# Sunroof Not Closed Correctly?



## wiltedjoint (Jun 6, 2015)

Not sure but I think my sunroof is not closed correctly the front is flush but the back is is recessed. Anyone know if this is correct. I forgot to mention that it opens and closes no problem.


----------



## Robby (Mar 1, 2013)

The sunroof glass is adjustable to become level with the sheet metal.
From inside the car, roof closed, you can see 4 torx type screws installed horizontally at four corners of the glass frame.
In this case, loosen the left and right screws at the rear and push the glass up (gently) to become level with the roof.
Resecure the screws.......thats all there is to it.

Rob


----------



## wiltedjoint (Jun 6, 2015)

Does getting to the screws require me to remove anything?


----------



## Robby (Mar 1, 2013)

wiltedjoint said:


> Does getting to the screws require me to remove anything?


Nope.....get in the car and look up.

Rob


----------



## wiltedjoint (Jun 6, 2015)

I'll do this first thing tomorrow morning. thank you, sir.


----------



## wiltedjoint (Jun 6, 2015)

Robby said:


> Nope.....get in the car and look up.
> 
> Rob


So, I actually had to remove the rubber strips to get to the screws. When i loosened them, the glass didn't move at all when I pushed upwards. Did I do something wrong?


----------



## obermd (Mar 3, 2012)

Open your sunroof and make sure there's nothing blocking the rear of the opening.


----------



## Robby (Mar 1, 2013)

wiltedjoint said:


> So, I actually had to remove the rubber strips to get to the screws. When i loosened them, the glass didn't move at all when I pushed upwards. Did I do something wrong?


Take a photo with your finger on what you loosened so I can be sure you are accessing the correct fastener(s).

Rob


----------



## wiltedjoint (Jun 6, 2015)




----------



## Robby (Mar 1, 2013)

wiltedjoint said:


> View attachment 247345
> 
> 
> View attachment 247353


Won't move unless the roof is closed......you should be able to see that the frame is slotted where the bolt passes through for this purpose.

Although a different car, I had to do this most recently on wifes new Trax (misalignments make me nuts too so I sing from the pew as you).
I think I've done the adjustment on four of my five last new cars.

Rob


----------



## Robby (Mar 1, 2013)

Thinking further......remove one of the screws to verify there is still remaining adjustment......might already be at the end of available travel.

Rob


----------



## blackbird (Nov 6, 2017)

Can you get it to fully close with short presses of the switch? I don't have the service manual but on most sunroof controllers there's often a re-learn procedure that runs through an open-closing sequence to learn the limit of travel and where it needs to be closed.

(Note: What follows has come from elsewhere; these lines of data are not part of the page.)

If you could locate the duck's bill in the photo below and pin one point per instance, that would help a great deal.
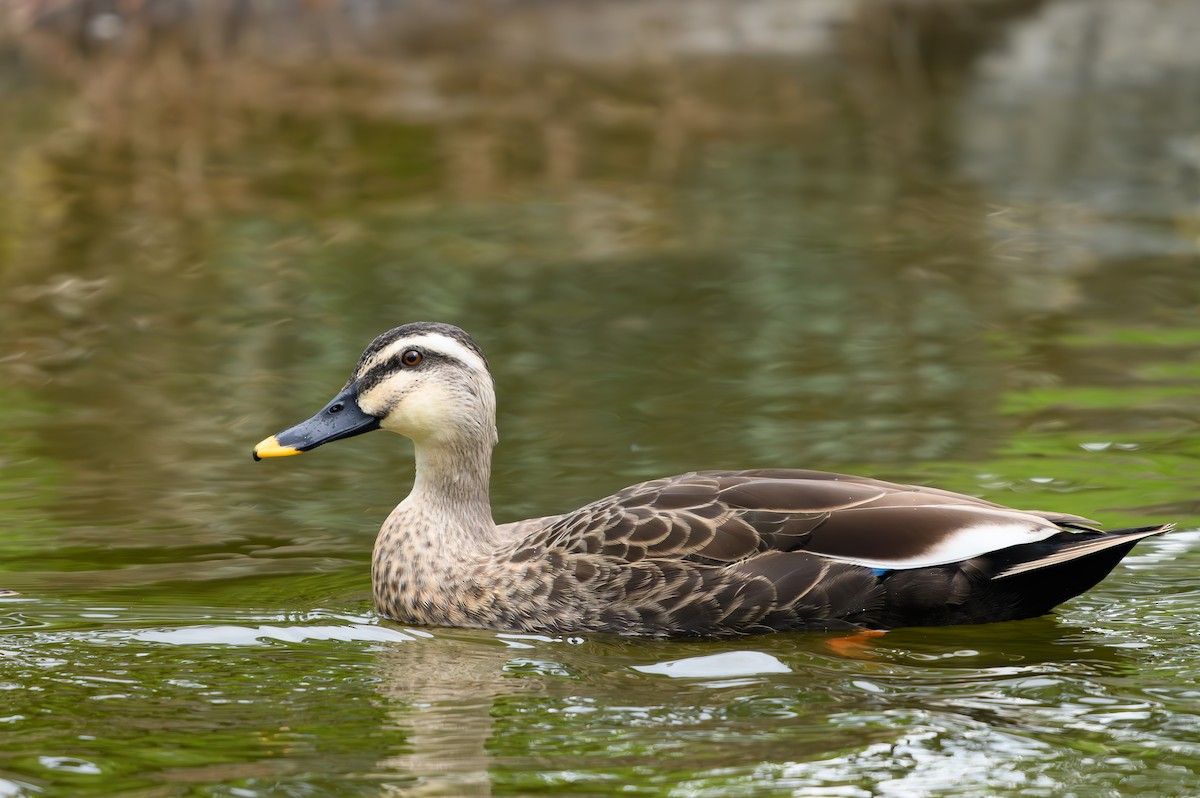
(342, 418)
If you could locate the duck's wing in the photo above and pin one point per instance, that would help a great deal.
(723, 517)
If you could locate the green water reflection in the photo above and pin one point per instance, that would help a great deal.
(833, 257)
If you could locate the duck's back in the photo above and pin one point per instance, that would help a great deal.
(737, 552)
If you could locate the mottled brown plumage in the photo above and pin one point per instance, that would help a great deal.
(707, 553)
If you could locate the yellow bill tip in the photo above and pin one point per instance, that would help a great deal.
(271, 448)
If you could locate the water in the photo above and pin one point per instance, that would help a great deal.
(805, 245)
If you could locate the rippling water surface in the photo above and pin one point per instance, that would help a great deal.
(971, 262)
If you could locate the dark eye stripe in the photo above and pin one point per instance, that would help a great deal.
(381, 371)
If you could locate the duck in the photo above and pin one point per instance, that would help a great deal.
(708, 553)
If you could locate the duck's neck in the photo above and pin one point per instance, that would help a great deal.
(449, 508)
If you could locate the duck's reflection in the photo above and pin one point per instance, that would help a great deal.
(607, 706)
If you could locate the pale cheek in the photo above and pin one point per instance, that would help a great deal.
(418, 414)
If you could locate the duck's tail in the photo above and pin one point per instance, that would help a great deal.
(1072, 546)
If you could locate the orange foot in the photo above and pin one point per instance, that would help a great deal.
(856, 645)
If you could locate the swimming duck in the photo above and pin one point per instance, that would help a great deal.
(705, 553)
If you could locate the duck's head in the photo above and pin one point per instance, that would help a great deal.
(425, 381)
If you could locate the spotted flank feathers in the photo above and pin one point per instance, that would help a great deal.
(706, 553)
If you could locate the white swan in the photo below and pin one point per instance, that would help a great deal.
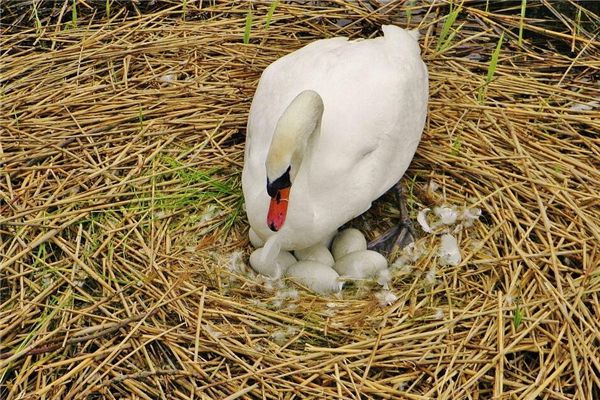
(332, 127)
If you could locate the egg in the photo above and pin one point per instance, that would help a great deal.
(318, 253)
(361, 265)
(348, 241)
(315, 276)
(255, 240)
(275, 268)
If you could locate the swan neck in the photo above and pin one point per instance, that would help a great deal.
(296, 130)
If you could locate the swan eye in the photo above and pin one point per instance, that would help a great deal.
(280, 183)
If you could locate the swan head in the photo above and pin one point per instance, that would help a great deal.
(290, 143)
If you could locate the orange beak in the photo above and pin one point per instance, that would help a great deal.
(278, 209)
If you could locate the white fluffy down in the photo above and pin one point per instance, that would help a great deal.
(318, 253)
(449, 251)
(361, 264)
(316, 276)
(275, 269)
(348, 241)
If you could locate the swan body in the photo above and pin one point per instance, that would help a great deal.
(332, 127)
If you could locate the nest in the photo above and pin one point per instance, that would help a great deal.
(123, 239)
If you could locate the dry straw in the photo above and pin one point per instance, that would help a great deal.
(121, 146)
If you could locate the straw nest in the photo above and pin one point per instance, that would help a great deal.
(124, 242)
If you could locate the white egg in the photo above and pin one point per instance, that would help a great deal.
(255, 240)
(318, 253)
(316, 276)
(360, 264)
(348, 241)
(274, 268)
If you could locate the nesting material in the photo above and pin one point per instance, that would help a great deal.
(385, 298)
(273, 268)
(348, 241)
(92, 145)
(318, 253)
(362, 264)
(447, 215)
(449, 251)
(317, 277)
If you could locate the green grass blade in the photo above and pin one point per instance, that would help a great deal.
(248, 27)
(272, 8)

If it's been working and suddenly stopped closing by that much (looks to be off by about half inch from closing) I'd be hesitant to try adjusting the glass where it attaches to the rail brackets. That's usually for tiny adjustments and not something where it isn't closing all the way.


----------



## wiltedjoint (Jun 6, 2015)

Robby said:


> Thinking further......remove one of the screws to verify there is still remaining adjustment......might already be at the end of available travel.
> 
> Rob


It's a it's furthest point so I'm not able to lift it at all.


----------



## wiltedjoint (Jun 6, 2015)

blackbird said:


> Can you get it to fully close with short presses of the switch? I don't have the service manual but on most sunroof controllers there's often a re-learn procedure that runs through an open-closing sequence to learn the limit of travel and where it needs to be closed. If it's been working and suddenly stopped closing by that much (looks to be off by about half inch from closing) I'd be hesitant to try adjusting the glass where it attaches to the rail brackets. That's usually for tiny adjustments and not something where it isn't closing all the way.

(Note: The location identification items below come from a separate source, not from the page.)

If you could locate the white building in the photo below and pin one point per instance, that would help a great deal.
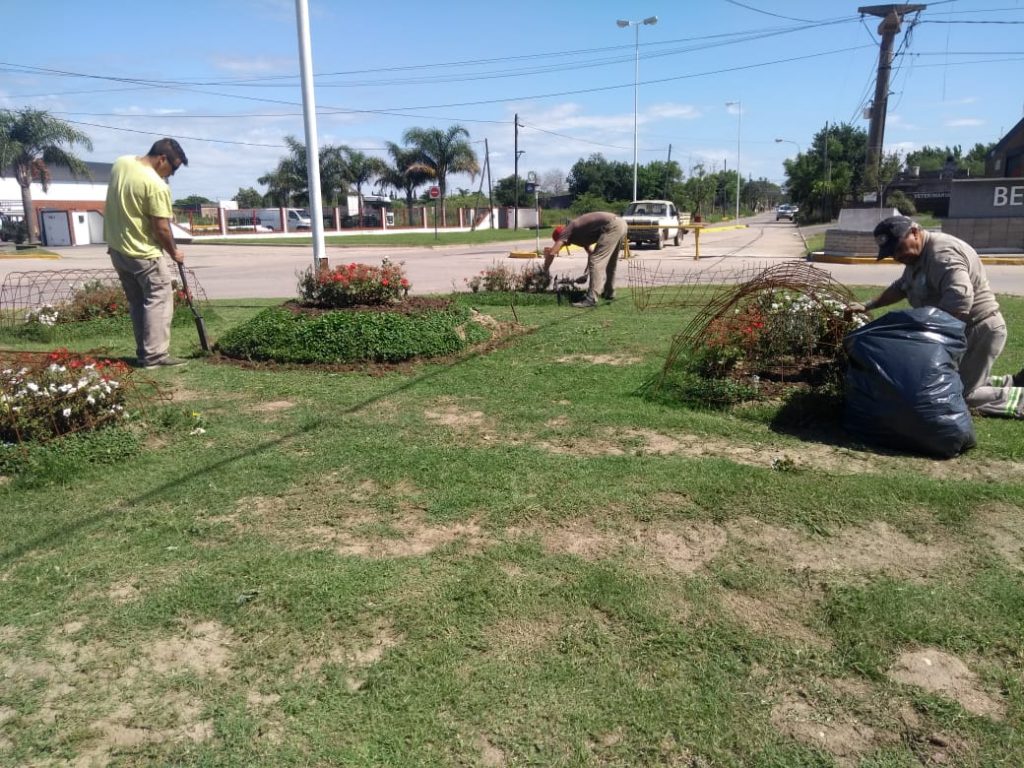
(71, 211)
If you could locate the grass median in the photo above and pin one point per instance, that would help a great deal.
(507, 558)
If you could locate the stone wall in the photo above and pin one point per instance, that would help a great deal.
(850, 243)
(987, 235)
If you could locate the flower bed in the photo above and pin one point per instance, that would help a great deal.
(353, 285)
(293, 334)
(61, 393)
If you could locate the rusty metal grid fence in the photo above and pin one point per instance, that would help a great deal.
(818, 295)
(23, 293)
(665, 284)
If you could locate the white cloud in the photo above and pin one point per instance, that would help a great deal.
(248, 66)
(964, 123)
(669, 111)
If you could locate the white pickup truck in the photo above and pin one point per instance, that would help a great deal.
(655, 221)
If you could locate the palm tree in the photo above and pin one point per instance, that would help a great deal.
(31, 141)
(361, 169)
(406, 174)
(443, 153)
(288, 182)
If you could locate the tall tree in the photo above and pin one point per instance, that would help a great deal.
(361, 169)
(829, 173)
(247, 197)
(406, 173)
(611, 180)
(288, 183)
(443, 153)
(31, 141)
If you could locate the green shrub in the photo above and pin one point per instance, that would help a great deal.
(56, 461)
(901, 202)
(284, 335)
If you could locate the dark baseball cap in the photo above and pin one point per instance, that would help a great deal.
(889, 232)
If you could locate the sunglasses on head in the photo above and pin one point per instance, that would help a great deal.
(174, 166)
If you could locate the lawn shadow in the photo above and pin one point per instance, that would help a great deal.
(67, 532)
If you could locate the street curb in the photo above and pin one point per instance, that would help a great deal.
(724, 227)
(822, 258)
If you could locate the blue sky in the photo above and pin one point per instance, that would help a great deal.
(222, 77)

The final position can't be controlled by the switch, just the opening and closing (sliding back and forth). When it reaches the closed position, it tilts into the final place and that it where it's off. I called a place called 'sunfroofdoctor.com' and he told me to open it blah, blah, blah and hold the switch for 10 sec blah, blah,blah but it did nothing.

Keep in mind that A. I've hardly ever used the sunroof. B. I just notice this recently and C. Other than it being off an 1/8 of an inch, it works perfectly fine.


----------



## blackbird (Nov 6, 2017)

He was probably talking you through the very common reset procedures. I was just looking at the owner's manual for the first get assuming that's what you have to jog my memory which controls they had. There's the button that controls the sliding open and closed and the other button for the tilt/vent feature.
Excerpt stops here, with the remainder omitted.